[squid-dev] [PATCH] assertion failed: Write.cc:41: "!ccb->active()"
Eliezer Croitoru
eliezer at ngtech.co.il
Mon Mar 14 01:30:30 UTC 2016
I would like to respond on some of the things in the post related to V4.
First 3.5 is very stable for a very long time now.
It have couple bugs in it and it will be good to somehow make them gone
but I must highlight couple things which might not be clear.
Atomic patches are great and they solve things in a very good way.
But every bug has it's own "life" and we can understand that it would
not be possible to write a perfect product without couple bugs\errors\typos.
I like many believe in perfection but from the last test(RAM ONLY) I
ran, it seems that the hardware is not really ready to specific heat.

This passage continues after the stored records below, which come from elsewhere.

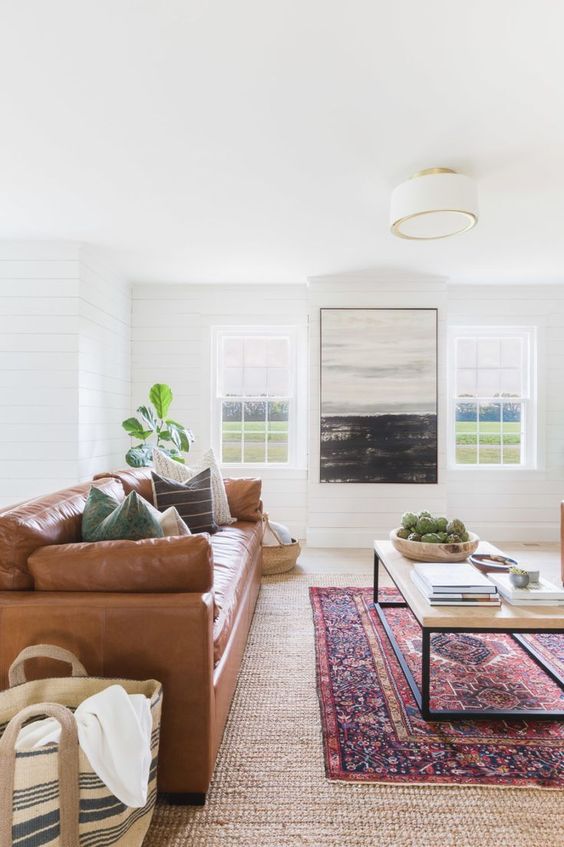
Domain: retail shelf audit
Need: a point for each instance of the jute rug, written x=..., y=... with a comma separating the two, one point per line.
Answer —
x=373, y=730
x=270, y=789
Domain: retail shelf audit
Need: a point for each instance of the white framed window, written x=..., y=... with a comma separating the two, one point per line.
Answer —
x=492, y=403
x=256, y=398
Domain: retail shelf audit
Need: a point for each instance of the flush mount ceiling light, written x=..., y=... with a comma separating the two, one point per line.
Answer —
x=435, y=203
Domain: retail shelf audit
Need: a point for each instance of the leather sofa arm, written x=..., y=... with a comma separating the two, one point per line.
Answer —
x=179, y=564
x=243, y=496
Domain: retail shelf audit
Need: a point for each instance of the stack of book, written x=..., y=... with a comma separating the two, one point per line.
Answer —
x=454, y=584
x=541, y=593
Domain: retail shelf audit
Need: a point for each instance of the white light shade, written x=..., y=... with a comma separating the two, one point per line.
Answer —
x=435, y=203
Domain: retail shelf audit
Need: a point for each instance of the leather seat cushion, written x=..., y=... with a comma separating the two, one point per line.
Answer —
x=52, y=519
x=234, y=550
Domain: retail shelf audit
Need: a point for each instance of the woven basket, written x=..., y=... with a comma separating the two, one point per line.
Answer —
x=52, y=796
x=279, y=558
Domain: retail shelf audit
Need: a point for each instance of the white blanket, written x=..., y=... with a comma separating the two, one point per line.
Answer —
x=114, y=731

The DDR2 ECC cards started pooping out of their socket in the middle of
a simple test when it's pretty cold in the room...
+1 for trunk while I still have couple doubts about what I am
understanding about take1 and take2 steps.

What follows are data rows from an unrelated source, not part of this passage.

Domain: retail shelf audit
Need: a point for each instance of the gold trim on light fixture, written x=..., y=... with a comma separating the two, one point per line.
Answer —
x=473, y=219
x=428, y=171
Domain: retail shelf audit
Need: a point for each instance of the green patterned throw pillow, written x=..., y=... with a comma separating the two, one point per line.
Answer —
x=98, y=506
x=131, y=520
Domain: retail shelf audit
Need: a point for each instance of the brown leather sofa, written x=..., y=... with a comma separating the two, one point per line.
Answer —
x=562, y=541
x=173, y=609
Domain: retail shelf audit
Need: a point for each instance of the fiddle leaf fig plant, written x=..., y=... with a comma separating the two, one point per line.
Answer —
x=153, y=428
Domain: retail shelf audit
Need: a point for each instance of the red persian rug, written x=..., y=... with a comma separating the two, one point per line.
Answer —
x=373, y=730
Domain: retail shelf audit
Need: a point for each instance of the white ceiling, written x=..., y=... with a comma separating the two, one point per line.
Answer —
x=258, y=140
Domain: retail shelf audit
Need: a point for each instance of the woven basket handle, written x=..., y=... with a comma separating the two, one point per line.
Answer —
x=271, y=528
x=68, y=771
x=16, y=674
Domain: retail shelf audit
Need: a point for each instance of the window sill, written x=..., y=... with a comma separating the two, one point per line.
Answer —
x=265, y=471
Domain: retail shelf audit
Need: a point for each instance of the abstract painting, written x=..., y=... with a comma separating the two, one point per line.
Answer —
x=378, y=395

I will try to see how the service works after the patches will be
applied to V4.
I have couple more build nodes and the automation learning keeps me busy.
Eliezer
On 10/03/2016 23:35, Alex Rousskov wrote:
> On 03/10/2016 12:14 PM, Christos Tsantilas wrote:
>
>> I am attaching two patches for this bug.
>
> I will re-summarize the problem we are dealing with using higher-level
> concepts so that it is easier to grok what Christos is talking about:
>
> 1. Ftp::Client cannot deal with more than one FTP command at a time.
>
> 2. Ftp::Server must _delay_ reading the next FTP command due to #1.
>
> 3. Delaying is complicated because Ftp::Server receives responses from
> "Squid" (ICAP, errors, caching, etc.), and not Ftp::Client itself:
> Ftp:Server may receive a response for the current FTP command
> long _before_ Ftp::Client is done dealing with that same command!
> Christos has highlighted a few specific cases where that happens.
>
> [ In HTTP, this problem is much smaller because the two Squid HTTP
> sides do not share much state: New Http::Client objects are created
> as needed for the same ConnStateData object while the old ones
> are finishing their Http::Client jobs. ]
>
> 4. The current Squid code (v3.5 and trunk) contains a mechanism for #2,
> but that mechanism does not handle a now-known race condition. The
> bug leads to the Write.cc assertion. Our take1 patch fixes that bug.
>
> 5. While working on #4, we realized that the existing mechanism for #2
> relies on Ftp::Client existence and other conditions that may not
> materialize. If things go wrong, Ftp::Server may get stuck waiting
> for Ftp::Client that either did not exist or did not end the wait.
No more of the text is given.